The use of the compounds which can be prepared according to the invention is made possible thus the reduction of the therapeutically required doses and thus leads at the same time to a reduction in the toxic effect of the compounds used. The method of the invention is illustrated by the following example.

Example 38.3 p-Oxyphenylaminomethylketone-dl-β-camphorsulfonate, obtained from its components in boiling isopropanol or equivalent by reaction Amounts of the sodium salt of di-fl-camphorsulfonic acid and p-oxyphenylaminomethyl ketone hydrochloride in hot absolute alcohol with vigorous stirring, allowing the reaction mixture to stand overnight in the refrigerator and concentrating the filtrate, are in aqueous solution in shaken in a hydrogen atmosphere in the presence of a catalyst which z. B. 0.3 g of palladium precipitated on finely divided charcoal contains until one Two hydrogen atoms per molecule of the starting compound have been taken up. Highly active nickel or other suitable finely divided nickel can also be used instead of palladium Metals are used.

After the hydrogenation, the catalyst is filtered off and the filtrate concentrated to a small volume in vacuo. Colorless crystals of dl-p-oxyphenylethanolamine-dl-p-camphor sulfonate are obtained, which are obtained in pure form after a single dissolution from hot absolute alcohol will. Melting point: 170 to 17 "C.

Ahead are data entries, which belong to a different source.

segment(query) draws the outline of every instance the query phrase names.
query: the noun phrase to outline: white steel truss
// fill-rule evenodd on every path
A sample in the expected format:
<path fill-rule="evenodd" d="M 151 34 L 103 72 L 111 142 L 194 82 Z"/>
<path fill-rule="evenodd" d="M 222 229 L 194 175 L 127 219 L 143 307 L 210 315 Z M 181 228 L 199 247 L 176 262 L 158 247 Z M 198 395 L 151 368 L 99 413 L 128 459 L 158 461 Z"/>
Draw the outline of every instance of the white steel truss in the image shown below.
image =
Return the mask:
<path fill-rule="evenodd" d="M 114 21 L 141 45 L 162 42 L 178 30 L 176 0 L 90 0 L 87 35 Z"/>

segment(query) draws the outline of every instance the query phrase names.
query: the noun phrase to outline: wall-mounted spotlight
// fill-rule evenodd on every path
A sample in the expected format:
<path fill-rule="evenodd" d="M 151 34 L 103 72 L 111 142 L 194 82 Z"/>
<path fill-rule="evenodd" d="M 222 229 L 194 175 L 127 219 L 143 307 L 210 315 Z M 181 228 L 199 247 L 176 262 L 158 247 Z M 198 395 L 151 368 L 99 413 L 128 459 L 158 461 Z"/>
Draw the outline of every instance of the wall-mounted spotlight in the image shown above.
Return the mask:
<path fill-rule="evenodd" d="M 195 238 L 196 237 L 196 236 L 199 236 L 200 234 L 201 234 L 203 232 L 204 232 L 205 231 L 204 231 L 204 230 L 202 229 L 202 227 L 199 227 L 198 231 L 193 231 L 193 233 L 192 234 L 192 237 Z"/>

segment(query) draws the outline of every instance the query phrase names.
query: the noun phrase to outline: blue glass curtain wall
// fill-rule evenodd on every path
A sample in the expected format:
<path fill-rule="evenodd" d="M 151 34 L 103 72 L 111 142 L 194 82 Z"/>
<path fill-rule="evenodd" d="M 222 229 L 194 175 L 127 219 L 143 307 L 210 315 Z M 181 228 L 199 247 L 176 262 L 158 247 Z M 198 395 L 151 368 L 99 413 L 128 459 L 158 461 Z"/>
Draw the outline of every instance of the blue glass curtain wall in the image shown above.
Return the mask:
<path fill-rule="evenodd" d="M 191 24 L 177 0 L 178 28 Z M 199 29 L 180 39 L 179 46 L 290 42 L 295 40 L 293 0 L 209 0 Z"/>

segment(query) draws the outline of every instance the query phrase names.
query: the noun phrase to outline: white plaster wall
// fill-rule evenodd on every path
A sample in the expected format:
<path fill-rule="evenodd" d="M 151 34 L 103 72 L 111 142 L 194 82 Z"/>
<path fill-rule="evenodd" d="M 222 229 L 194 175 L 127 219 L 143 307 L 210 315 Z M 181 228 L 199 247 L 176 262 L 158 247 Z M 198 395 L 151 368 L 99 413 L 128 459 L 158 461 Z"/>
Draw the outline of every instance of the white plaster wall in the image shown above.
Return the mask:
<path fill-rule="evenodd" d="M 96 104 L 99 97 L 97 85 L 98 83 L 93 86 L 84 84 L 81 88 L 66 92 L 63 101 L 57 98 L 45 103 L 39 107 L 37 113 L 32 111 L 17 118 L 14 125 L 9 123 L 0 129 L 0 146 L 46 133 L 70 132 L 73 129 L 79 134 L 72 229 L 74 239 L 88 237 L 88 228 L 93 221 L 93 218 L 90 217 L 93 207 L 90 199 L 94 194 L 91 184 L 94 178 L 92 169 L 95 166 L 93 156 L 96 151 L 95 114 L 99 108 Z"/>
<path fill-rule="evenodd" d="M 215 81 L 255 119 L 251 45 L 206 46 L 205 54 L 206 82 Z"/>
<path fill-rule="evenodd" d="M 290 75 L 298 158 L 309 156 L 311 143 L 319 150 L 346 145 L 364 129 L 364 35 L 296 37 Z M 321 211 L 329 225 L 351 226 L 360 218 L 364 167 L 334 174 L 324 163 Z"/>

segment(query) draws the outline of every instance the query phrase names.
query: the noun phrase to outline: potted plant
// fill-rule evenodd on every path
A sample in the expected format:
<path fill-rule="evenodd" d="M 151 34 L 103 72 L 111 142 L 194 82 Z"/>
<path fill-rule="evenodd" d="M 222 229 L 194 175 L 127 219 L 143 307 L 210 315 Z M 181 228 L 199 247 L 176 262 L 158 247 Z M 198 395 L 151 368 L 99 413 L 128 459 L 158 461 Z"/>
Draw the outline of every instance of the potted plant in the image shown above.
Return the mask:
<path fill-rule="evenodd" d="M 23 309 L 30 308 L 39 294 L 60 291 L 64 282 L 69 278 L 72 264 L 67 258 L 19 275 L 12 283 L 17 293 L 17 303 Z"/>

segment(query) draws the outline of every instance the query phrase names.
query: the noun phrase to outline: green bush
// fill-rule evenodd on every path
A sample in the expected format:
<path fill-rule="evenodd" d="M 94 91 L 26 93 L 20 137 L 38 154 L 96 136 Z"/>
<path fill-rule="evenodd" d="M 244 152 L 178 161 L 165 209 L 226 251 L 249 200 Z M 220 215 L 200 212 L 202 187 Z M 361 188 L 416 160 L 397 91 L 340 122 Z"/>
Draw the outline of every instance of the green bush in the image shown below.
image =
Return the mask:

PATENT CLAIM: I. Process for the preparation of camphor sulfonates aromatic alkanolamines, characterized in that monooxyphenylaminoalkyl ketones Reacts in a known manner in suitable solvents with camphorsulfonic acids and the resulting monooxyphenylaminoalkyl ketone camphor sulfonates, especially in aqueous Solution, hydrogenated in a known manner with hydrogen in the presence of a catalyst.

Claims (1)

2. The method according to claim I, characterized in that as Camphorsulfonic acid a-, ß- or s-camphorsulfonic acids used. Documents considered: German Patent No. 543 529; Chem. Abstracts, Vol. 3I, 1937, Col. 405I to 4052.